図2】2方向から工作機械を表わした図である。
図3】実施の形態に従うティーチング処理を時系列に示す図である。
図4】扉の開動作を時系列に示す図である。
図5】工作機械の装置構成の一例を示す図である。
図6】変形例1に従うティーチング処理を時系列に示す図である。
図7】変形例1に従うティーチング処理を時系列に示す図である。
図8】変形例1に従うティーチング処理の結果として記憶される開閉設定を示す図である。
図9】開閉レベル「A」での扉の動作態様を表わす図である。
図10】開閉レベル「B」での扉の動作態様を表わす図である。
図11】開閉位置を設定できる開閉レベルを増やした場合における設定画面の画面遷移を示す図である。
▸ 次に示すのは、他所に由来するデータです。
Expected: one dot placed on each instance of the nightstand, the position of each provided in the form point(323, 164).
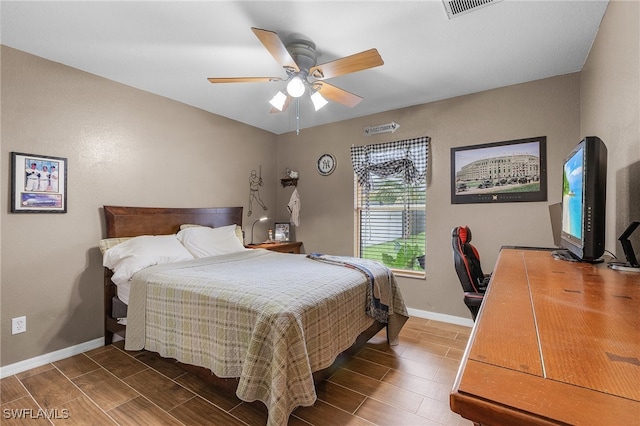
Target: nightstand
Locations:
point(282, 247)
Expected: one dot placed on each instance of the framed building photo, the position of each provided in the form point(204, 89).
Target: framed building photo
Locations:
point(500, 172)
point(282, 231)
point(38, 183)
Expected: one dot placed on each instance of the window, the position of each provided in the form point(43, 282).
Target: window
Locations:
point(390, 203)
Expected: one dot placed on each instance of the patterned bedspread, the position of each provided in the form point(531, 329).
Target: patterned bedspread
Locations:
point(270, 319)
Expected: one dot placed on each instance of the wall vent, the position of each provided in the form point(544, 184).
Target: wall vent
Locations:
point(460, 7)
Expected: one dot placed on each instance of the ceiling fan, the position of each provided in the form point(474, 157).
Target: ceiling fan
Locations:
point(298, 58)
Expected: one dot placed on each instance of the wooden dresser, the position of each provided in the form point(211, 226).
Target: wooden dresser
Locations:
point(282, 247)
point(555, 342)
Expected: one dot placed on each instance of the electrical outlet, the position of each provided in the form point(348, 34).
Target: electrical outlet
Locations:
point(18, 325)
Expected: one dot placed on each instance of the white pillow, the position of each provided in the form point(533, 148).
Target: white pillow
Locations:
point(131, 256)
point(202, 241)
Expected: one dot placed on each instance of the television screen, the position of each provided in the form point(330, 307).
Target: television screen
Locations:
point(572, 184)
point(584, 183)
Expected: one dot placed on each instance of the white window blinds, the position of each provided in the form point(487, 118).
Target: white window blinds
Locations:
point(391, 202)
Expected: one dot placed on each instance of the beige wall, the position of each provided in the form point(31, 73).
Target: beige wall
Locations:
point(129, 147)
point(547, 107)
point(610, 94)
point(124, 147)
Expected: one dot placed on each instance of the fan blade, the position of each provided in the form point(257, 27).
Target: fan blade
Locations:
point(284, 107)
point(243, 79)
point(337, 94)
point(274, 45)
point(358, 62)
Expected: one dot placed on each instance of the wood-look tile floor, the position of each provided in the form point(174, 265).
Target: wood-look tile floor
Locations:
point(408, 384)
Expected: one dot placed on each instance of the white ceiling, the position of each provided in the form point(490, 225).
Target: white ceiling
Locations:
point(170, 48)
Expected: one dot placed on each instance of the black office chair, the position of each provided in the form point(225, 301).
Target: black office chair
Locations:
point(467, 263)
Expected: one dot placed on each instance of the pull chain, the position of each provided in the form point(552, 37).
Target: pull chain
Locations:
point(297, 116)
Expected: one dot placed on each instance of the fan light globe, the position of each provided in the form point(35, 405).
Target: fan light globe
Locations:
point(295, 88)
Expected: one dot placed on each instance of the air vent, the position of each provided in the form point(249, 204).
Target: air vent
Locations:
point(460, 7)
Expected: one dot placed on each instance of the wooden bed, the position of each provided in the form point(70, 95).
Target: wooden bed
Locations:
point(135, 221)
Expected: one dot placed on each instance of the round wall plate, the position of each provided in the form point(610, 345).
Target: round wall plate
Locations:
point(326, 164)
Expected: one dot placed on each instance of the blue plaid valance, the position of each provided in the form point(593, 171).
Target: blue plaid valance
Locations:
point(406, 158)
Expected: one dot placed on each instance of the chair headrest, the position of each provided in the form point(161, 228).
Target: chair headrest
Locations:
point(464, 233)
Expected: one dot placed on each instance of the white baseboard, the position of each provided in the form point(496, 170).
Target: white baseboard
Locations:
point(467, 322)
point(39, 361)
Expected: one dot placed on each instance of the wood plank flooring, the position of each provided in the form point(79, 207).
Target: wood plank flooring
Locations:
point(408, 384)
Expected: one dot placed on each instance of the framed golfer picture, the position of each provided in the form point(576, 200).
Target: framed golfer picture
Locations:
point(282, 230)
point(38, 183)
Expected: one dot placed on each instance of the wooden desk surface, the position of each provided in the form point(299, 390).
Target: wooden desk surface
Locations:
point(555, 342)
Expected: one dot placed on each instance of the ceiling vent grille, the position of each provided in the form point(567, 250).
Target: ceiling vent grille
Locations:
point(460, 7)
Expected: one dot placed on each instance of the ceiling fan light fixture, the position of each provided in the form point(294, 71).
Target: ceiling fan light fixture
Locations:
point(318, 100)
point(278, 100)
point(295, 87)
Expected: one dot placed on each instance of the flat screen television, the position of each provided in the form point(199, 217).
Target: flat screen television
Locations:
point(584, 187)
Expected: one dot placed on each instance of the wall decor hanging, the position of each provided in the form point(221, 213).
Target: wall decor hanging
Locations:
point(255, 182)
point(38, 183)
point(500, 172)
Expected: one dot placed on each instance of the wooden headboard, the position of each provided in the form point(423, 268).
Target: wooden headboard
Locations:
point(133, 221)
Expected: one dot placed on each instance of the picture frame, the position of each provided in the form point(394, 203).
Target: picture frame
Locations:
point(500, 172)
point(38, 183)
point(282, 231)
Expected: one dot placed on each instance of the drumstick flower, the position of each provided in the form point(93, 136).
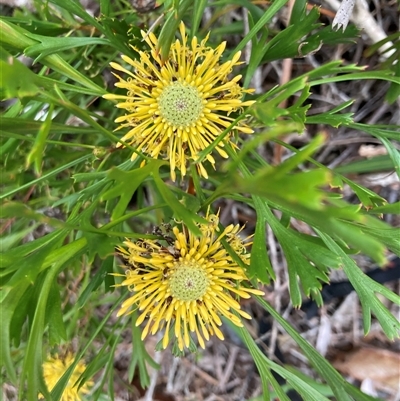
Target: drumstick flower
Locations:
point(177, 107)
point(55, 367)
point(186, 283)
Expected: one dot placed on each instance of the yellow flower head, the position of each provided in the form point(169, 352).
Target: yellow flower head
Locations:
point(187, 283)
point(177, 107)
point(55, 367)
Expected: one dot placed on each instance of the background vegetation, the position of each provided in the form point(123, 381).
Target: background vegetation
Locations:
point(69, 197)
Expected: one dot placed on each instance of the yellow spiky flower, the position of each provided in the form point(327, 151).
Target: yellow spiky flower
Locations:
point(188, 283)
point(176, 107)
point(55, 367)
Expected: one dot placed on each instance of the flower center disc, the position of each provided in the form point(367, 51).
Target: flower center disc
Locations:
point(188, 283)
point(181, 105)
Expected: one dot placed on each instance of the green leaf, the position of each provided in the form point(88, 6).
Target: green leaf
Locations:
point(321, 365)
point(260, 265)
point(366, 289)
point(180, 211)
point(36, 154)
point(126, 183)
point(16, 80)
point(96, 280)
point(33, 355)
point(54, 316)
point(49, 45)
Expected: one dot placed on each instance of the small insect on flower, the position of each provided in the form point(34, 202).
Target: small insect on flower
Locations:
point(188, 286)
point(55, 367)
point(177, 107)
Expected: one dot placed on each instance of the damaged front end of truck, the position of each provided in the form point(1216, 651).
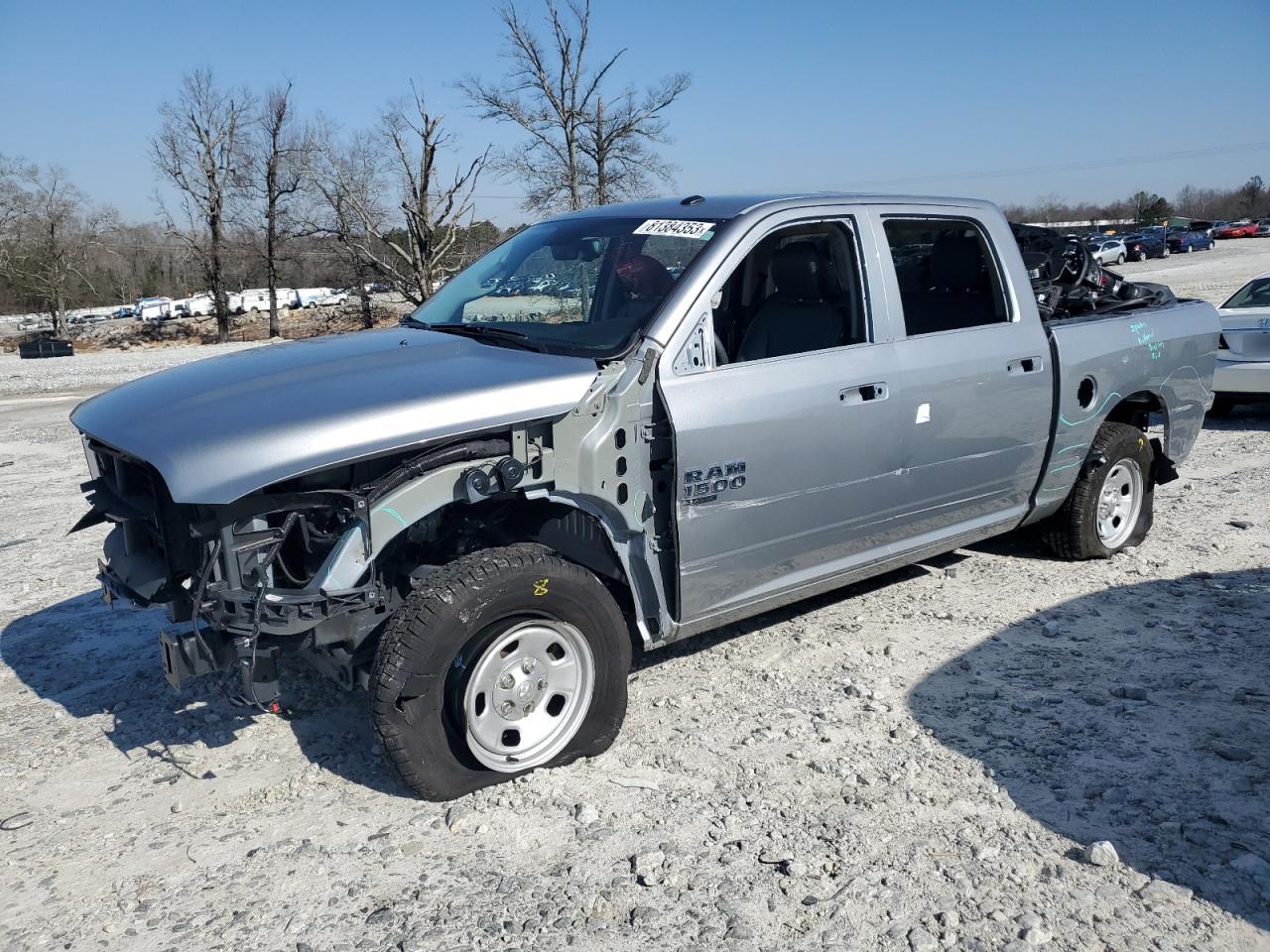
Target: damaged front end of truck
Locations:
point(314, 565)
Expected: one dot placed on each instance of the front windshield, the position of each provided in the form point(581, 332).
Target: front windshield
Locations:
point(1255, 294)
point(576, 286)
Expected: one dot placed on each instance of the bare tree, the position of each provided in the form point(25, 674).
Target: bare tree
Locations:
point(198, 149)
point(580, 149)
point(619, 140)
point(1251, 195)
point(48, 231)
point(277, 159)
point(411, 240)
point(347, 204)
point(434, 208)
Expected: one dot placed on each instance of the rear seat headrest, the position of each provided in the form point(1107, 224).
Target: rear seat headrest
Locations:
point(797, 272)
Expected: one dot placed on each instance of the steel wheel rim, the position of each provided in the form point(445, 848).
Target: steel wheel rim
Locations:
point(527, 694)
point(1119, 503)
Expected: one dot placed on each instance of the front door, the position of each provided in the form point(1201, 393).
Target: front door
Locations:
point(785, 442)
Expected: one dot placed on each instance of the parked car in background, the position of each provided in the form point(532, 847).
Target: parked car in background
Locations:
point(1144, 245)
point(1187, 240)
point(1107, 250)
point(1237, 229)
point(1243, 349)
point(154, 308)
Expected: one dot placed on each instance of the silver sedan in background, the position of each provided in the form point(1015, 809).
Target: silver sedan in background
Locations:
point(1243, 349)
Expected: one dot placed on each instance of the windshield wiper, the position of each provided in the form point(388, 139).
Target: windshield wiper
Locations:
point(481, 330)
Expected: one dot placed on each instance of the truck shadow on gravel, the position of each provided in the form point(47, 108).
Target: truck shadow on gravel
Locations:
point(1243, 416)
point(1143, 719)
point(90, 658)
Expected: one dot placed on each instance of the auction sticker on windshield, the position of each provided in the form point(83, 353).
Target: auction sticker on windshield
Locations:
point(675, 226)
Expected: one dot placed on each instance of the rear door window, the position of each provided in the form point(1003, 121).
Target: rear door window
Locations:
point(948, 275)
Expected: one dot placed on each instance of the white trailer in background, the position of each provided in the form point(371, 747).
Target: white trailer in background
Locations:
point(154, 308)
point(310, 298)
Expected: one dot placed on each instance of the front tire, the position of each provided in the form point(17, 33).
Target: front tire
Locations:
point(471, 683)
point(1111, 504)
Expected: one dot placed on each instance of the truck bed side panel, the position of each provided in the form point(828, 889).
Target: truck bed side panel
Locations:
point(1169, 352)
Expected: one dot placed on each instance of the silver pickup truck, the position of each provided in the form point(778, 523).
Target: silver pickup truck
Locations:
point(624, 426)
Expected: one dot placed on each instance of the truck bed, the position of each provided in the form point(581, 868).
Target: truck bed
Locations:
point(1166, 350)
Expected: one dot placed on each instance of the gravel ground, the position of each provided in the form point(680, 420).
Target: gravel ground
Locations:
point(916, 763)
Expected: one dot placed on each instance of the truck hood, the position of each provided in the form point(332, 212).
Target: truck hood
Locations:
point(220, 428)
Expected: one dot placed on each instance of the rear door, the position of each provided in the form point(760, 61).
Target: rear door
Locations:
point(785, 438)
point(974, 357)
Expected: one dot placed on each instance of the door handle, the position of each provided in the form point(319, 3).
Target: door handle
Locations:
point(864, 394)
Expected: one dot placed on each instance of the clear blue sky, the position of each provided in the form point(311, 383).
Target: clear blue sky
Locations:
point(906, 95)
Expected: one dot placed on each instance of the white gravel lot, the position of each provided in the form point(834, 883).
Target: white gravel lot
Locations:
point(916, 763)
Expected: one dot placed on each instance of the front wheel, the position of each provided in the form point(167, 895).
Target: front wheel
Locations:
point(1111, 504)
point(506, 660)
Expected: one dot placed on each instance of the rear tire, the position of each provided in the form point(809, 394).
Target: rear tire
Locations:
point(429, 692)
point(1111, 504)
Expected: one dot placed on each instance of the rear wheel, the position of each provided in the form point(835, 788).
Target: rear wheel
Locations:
point(506, 660)
point(1111, 504)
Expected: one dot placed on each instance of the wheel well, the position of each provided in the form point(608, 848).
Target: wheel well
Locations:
point(1138, 409)
point(1148, 413)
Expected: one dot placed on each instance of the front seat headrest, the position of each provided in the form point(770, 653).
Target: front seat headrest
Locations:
point(956, 262)
point(797, 272)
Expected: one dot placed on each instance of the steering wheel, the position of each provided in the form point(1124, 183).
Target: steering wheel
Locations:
point(1078, 263)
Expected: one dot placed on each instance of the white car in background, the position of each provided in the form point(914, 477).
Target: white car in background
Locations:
point(257, 299)
point(154, 308)
point(334, 298)
point(312, 298)
point(1243, 350)
point(1107, 250)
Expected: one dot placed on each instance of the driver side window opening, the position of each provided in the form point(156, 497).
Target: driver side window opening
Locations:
point(798, 291)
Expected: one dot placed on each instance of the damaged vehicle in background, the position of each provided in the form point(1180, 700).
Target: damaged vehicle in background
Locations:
point(477, 517)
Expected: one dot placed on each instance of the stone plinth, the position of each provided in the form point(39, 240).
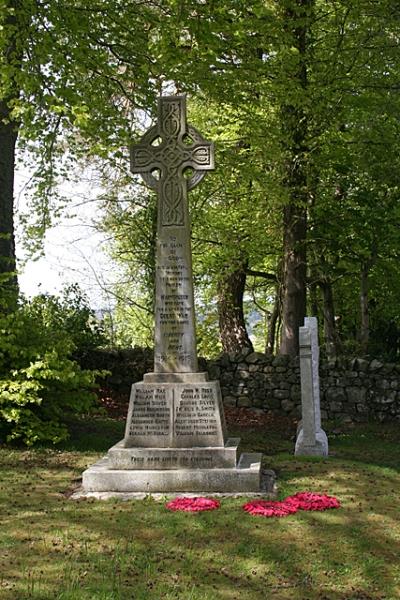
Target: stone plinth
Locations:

図12】開閉位置を設定できる開閉レベルを減らした場合における設定画面の画面遷移を示す図である。
図13】変形例3に従うティーチング処理を時系列に示す図である。
図14】変形例4に従う設定画面を示す図である。
図15】加工プログラムの一例を示す図である。
図16】開閉位置のデータベースを示す図である。
図17】CPU(Central Processing Unit)ユニットのハードウェア構成の一例を示す図である。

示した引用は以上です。